Dès la naissance, le cerveau de l’enfant possède une grande plasticité faisant de cet âge une période particulièrement sensible pour l’apprentissage.

Dans le domaine du langage, ces périodes sont très précoces, il faut apprendre rapidement dans les premières années de la vie. À 3 ans les enfants vont être exposés à des différences allant jusqu’à 30 millions de mots. Cela a un impact dans l’organisation du cerveau de l’enfant et dans l’apprentissage de la lecture par exemple. Le cerveau ne fera pas les mêmes connexions.

Dès l’enfance le cerveau commence par surproduire des synapses. Il y en a deux fois plus chez les enfants qu’à l’âge adulte dans certaines régions du cerveau. Mais il est évident qu’à l’âge adulte, on puisse pouvoir apprendre un certain nombre de chose.

C'est parce que l'enfance est si importante dans l'apprentissage que Stanislas Dehaene soutient l'ouverture des écoles.

On a raison de discuter et d’insister sur la possibilité d’ouvrir les écoles au maximum en dépit de l’épidémie sévère que l’on connaît en ce moment.

Quel processus d’apprentissage à distance ?

On n’a pas énormément de données mais celles dont on dispose suggère que ça ne marche pas aussi bien qu’on l’espérait. D’abord, il est difficile pour les parents d’organiser la même qualité d’enseignement. 

Il faut aussi savoir que le cerveau de l’enfant est éminemment social, il a besoin d’un enseignant. Notre cerveau est probablement le seul à avoir une éducation explicite c’est à dire qu’un cerveau A écoute attentivement un cerveau B qui lui fournit les éléments pour progresser. Les autres espèces imitent mais ne transmettent pas le savoir.

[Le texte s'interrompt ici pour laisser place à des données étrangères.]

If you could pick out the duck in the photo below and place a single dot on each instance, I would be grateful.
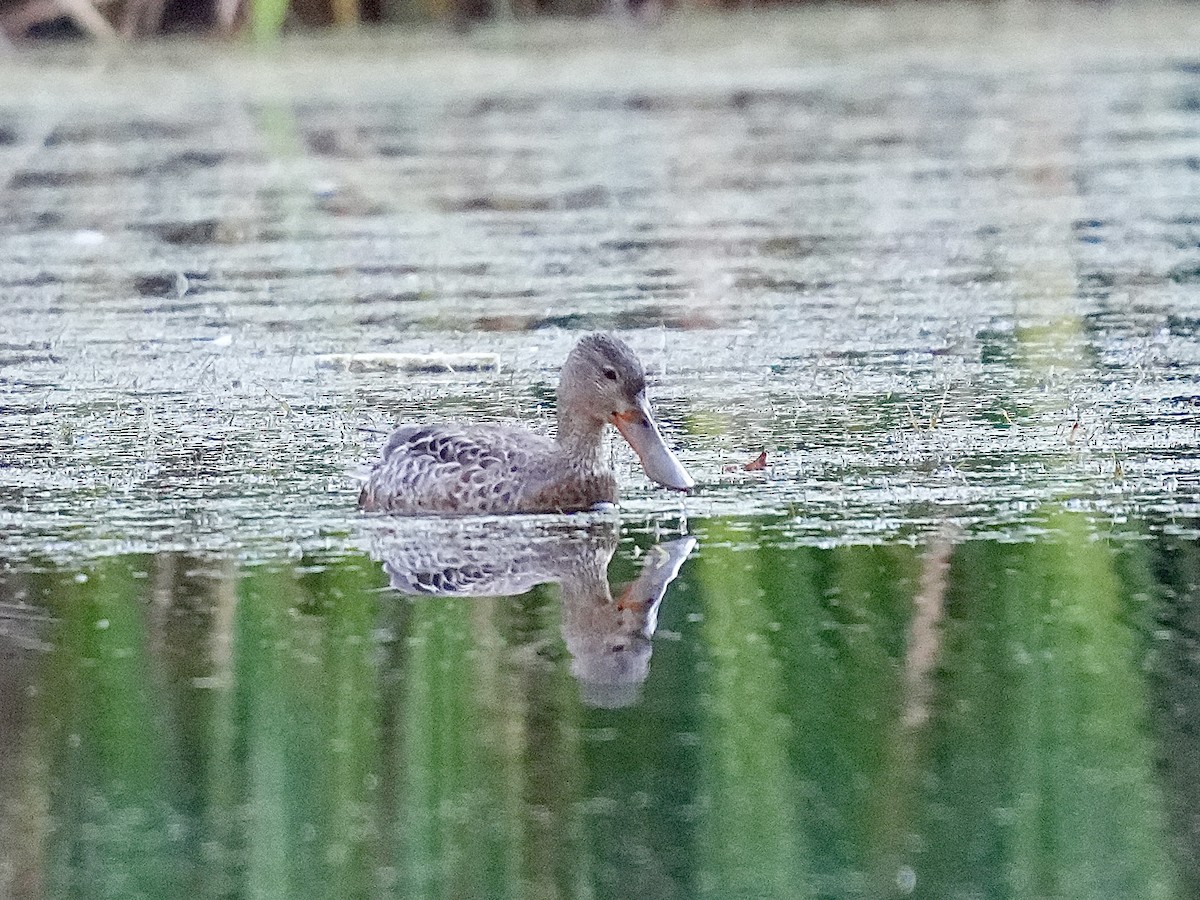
(495, 469)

Stanislas Dehaene rappelle également que les études ont prouvé qu’à travers un écran, l’interaction n’est pas la même pour un enfant. 

On peut penser à beaucoup de facteurs mais la question n’est pas encore résolue. L'un des facteurs est certainement l’attente. Très tôt le cerveau de l’enfant est très attentif et comprend que quelqu’un sait plus que lui. On n’applique pas forcément ce critère à un ordinateur.

Il ne faut pas négliger les interactions entre les enfants eux-mêmes. Avec le tutorat entre enfants, tous les enfants en bénéficient. Ça fait progresser l’enfant le moins avancé. L'enfant le plus avancé peut synthétiser dans sa tête les connaissances et va également progresser.